Jerri Cook-Barton is a multi-layered woman who dances with a multi-layered art. She specializes in painted porcelain portraits, an ancient, graceful and most rarified pursuit.




"It's really a dying art," said Cook-Barton, who has attained her mastery of the trade through 22 years of apprenticeship with her mentor, Jane Marcks, and has now taken an apprentice herself.




One intricacy which separates porcelain painting, in addition to the artist firing her own pieces, is the layering required to perfect the work. In order to get an image to hold on such a surface, Cook-Barton must work in degrees. She starts an image with basic shading. Then She must refire the piece. Then she adds, she refires, she adds, she refires and ultimately she fashions one-of-kind masterworks reminiscent of a time and discipline most rare in today's immediate sensibilities.
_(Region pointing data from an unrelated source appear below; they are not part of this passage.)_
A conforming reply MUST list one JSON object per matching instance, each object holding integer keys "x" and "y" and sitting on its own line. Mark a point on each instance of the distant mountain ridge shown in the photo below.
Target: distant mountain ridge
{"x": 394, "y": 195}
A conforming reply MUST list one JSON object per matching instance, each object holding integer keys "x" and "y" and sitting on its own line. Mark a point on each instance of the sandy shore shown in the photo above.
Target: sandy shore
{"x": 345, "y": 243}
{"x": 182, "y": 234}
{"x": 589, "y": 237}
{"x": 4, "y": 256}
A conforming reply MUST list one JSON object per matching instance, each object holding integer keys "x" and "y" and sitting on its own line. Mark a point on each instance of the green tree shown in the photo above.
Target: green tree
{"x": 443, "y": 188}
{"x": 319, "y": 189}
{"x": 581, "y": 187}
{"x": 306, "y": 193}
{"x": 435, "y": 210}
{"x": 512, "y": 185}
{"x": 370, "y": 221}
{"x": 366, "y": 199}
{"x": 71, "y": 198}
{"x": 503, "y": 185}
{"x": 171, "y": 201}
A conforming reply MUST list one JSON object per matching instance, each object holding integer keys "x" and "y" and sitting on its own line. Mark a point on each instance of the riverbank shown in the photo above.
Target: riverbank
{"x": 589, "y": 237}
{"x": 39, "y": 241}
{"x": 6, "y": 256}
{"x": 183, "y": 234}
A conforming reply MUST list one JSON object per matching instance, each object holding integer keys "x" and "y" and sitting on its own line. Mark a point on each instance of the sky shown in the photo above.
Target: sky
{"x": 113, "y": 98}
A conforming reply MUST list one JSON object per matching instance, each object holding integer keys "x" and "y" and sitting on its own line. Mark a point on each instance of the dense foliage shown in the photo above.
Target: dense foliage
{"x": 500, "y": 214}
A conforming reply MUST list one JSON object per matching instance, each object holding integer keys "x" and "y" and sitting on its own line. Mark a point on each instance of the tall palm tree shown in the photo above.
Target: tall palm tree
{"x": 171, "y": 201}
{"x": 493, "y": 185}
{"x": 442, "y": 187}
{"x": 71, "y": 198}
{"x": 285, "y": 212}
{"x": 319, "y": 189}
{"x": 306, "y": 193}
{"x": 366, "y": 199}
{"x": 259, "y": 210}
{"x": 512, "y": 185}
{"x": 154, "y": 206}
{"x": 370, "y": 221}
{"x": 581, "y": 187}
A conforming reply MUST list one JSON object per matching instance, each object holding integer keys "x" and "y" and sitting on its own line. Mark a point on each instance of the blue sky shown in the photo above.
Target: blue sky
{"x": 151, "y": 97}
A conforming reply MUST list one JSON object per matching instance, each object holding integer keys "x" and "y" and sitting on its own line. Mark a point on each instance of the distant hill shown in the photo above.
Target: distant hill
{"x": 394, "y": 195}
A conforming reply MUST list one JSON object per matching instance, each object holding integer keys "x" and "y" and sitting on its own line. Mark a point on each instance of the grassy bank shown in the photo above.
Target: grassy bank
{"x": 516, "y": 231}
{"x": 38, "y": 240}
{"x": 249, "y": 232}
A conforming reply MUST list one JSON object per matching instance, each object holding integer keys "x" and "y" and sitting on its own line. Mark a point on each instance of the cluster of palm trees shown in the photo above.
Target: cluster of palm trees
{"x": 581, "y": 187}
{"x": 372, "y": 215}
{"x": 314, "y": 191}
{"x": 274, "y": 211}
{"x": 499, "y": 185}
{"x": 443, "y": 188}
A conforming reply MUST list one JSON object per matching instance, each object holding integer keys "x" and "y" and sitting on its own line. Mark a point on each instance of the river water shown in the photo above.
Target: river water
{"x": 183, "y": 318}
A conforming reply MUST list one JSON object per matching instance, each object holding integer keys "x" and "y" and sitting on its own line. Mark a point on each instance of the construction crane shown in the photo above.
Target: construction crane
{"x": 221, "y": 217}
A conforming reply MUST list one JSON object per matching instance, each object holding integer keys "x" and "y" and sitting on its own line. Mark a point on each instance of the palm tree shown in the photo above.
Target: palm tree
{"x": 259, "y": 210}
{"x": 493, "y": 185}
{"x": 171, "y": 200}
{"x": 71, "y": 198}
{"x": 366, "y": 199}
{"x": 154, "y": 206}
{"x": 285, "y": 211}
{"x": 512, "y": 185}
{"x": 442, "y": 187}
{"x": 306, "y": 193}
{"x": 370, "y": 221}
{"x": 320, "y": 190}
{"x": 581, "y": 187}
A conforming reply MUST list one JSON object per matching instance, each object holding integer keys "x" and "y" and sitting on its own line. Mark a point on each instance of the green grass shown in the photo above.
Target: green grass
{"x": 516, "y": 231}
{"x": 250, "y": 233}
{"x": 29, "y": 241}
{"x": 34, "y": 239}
"That's probably why we don't see a lot of young people doing this," said Cook-Barton. "They want to paint and have it done in a day. That doesn't happen with this. They have to see it evolve, day after day; it all unfolds that way."




"This art form is very meditative. You must be so slow to do to it," said Cook-Barton. "It's actually a very private thing, in which your inspiration needs ultimate concentration. Once it's fired, it's not a forgiving medium- it's in there."




But for Cook-Barton, the forgiveness is in the finished product. "It's a great job, really wonderful," said Cook-Barton. "I'm in the studio eight hours or more every day, I'm very disciplined that way. You can tell I have a very patient husband because at times he doesn't get to see much of me."




To understand Cook-Barton's passion for an art some may perceive as archaic, one must see Cook-Barton as she is; an elegant woman whose charm lies in her dedication and snes of values. Raised in California, she grew up on the same street as her husband. Now all of her children, and grandchild, live in Oregon and maintain a closeness rare today. The sensibilities of these values translate well into her art, which is often inspired by old sepia photographs and people watching.




"I think that it really surprises people, that this work is still being done," said Cook-Barton. But it is certainly an art form she wishes to preserve. For years, Cook-Barton has taught classes on the art form, hoping to inspire people to continue the tradition. She has taught in several different states across the US, though she has maintained residency in Ashland for over 30 years now, and has traveled the world. In a few weeks, she and her husband leave for Switzerland to teach a week long course and try to sell a few pieces along the way. When she returns, Cook-Barton will be showing her work at La Soffita here in the Valley.




In addition to her travels, Cook-Barton loves teaching private classes right here in the Rogue Valley, where she hopes this art will continue to find roots.




"A lot of people are interested in looking at or touching this art, but don't want to learn how to do it," said Cook-Barton. "On the other hand, I had two young ladies come by the studio the other day who are now signed up for classes. I hope that this article encourages more people to learn about this art. You don't have to be great artists to start- I can draw that out of you."